= Rumuokoro =

Town in Obio-Akpor, Nigeria

Rumuokoro is a town in Obio-Akpor, Rivers State, Nigeria. It is the meeting point of five major roads in Nigerian economy and the gateway to and from the city of Port Harcourt. The word, 'Rumuo' in Rumuokoro was believed to be coined by the Ikwere ethnic group of Rivers State.

Rumuokoro is one of the business hubs in the city of Port Harcourt. Along the roads are a number of commercial banks, boutiques, eateries and business centres.

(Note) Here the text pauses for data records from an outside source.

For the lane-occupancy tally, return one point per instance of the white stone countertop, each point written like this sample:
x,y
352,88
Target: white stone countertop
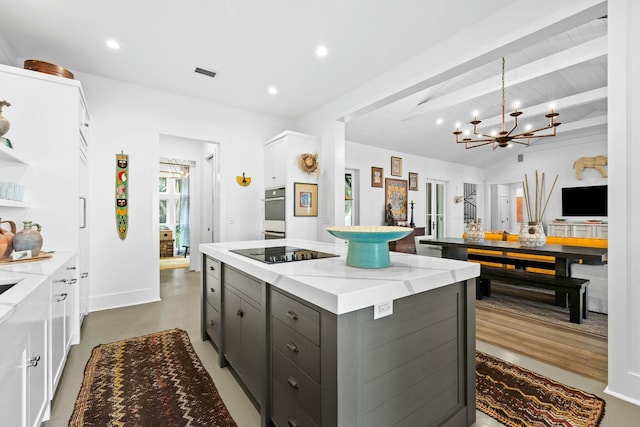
x,y
27,276
331,284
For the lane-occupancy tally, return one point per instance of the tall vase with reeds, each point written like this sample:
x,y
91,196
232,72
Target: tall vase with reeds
x,y
532,232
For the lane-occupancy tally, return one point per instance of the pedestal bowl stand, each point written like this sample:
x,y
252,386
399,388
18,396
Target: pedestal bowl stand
x,y
369,245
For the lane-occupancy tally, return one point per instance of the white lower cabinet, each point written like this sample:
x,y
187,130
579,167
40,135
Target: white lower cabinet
x,y
23,365
63,293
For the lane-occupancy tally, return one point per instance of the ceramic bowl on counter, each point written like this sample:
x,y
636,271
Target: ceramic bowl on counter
x,y
369,245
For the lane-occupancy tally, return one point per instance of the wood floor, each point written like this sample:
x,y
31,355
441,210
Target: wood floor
x,y
581,353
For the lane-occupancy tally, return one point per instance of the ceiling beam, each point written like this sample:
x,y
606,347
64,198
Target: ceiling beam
x,y
550,64
403,81
562,103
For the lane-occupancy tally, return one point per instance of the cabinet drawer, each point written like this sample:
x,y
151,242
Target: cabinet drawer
x,y
301,351
247,285
213,290
212,267
294,388
212,324
286,413
296,315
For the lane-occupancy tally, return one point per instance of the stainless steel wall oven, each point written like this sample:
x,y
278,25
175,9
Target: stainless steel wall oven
x,y
274,213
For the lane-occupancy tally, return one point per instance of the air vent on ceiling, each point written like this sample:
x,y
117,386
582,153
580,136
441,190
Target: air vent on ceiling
x,y
209,73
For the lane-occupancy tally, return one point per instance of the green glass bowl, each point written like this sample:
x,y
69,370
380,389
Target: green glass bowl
x,y
369,245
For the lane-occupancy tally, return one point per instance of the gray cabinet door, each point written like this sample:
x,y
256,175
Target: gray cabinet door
x,y
252,353
232,346
243,341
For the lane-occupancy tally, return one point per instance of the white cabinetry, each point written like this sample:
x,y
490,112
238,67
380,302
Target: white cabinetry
x,y
281,167
63,284
23,365
579,229
274,170
49,127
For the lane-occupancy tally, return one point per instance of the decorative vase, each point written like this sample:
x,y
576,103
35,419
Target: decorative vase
x,y
28,239
4,123
7,237
475,232
532,235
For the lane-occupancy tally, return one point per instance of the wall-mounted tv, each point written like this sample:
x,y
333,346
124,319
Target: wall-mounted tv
x,y
584,201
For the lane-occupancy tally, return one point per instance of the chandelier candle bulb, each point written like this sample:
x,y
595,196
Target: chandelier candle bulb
x,y
505,137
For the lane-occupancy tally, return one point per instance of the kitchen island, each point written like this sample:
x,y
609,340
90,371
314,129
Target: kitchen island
x,y
316,342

Rumuokoro is an adjourning point to several routes in the Obio Akpor city of Rivers State. Places such as Choba (The location of the University of Port Harcourt), Rukpoku, Eliozu, Rumuodara, Rumuigbo can be accessed through Rumuokoro.

==Transport==
It is the first point of call when arriving from Warri, Benin City, Lagos, Akure, Abuja, Owerri, Onitsha and the Port Harcourt International Airport. It has multiple bus stops and travellers can catch buses or taxis into any part of the Port Harcourt city from there.

==Communities==
The Town consist of five communities; Rukpakwulusi, Eligbolo, Awalama, Rumuagholu and Elieke.

==Facilities==
The strategic location of Rumuokoro makes it one of the most popular towns for travellers to Rivers State. Organisations located there include: Federal Government College Rumuokoro, Port Harcourt, Nigerian Army 2
Amphibious Brigade (Bori Camp), part of the Air force Base, Rumuokoro market and Okoro nu Odo Community Secondary School.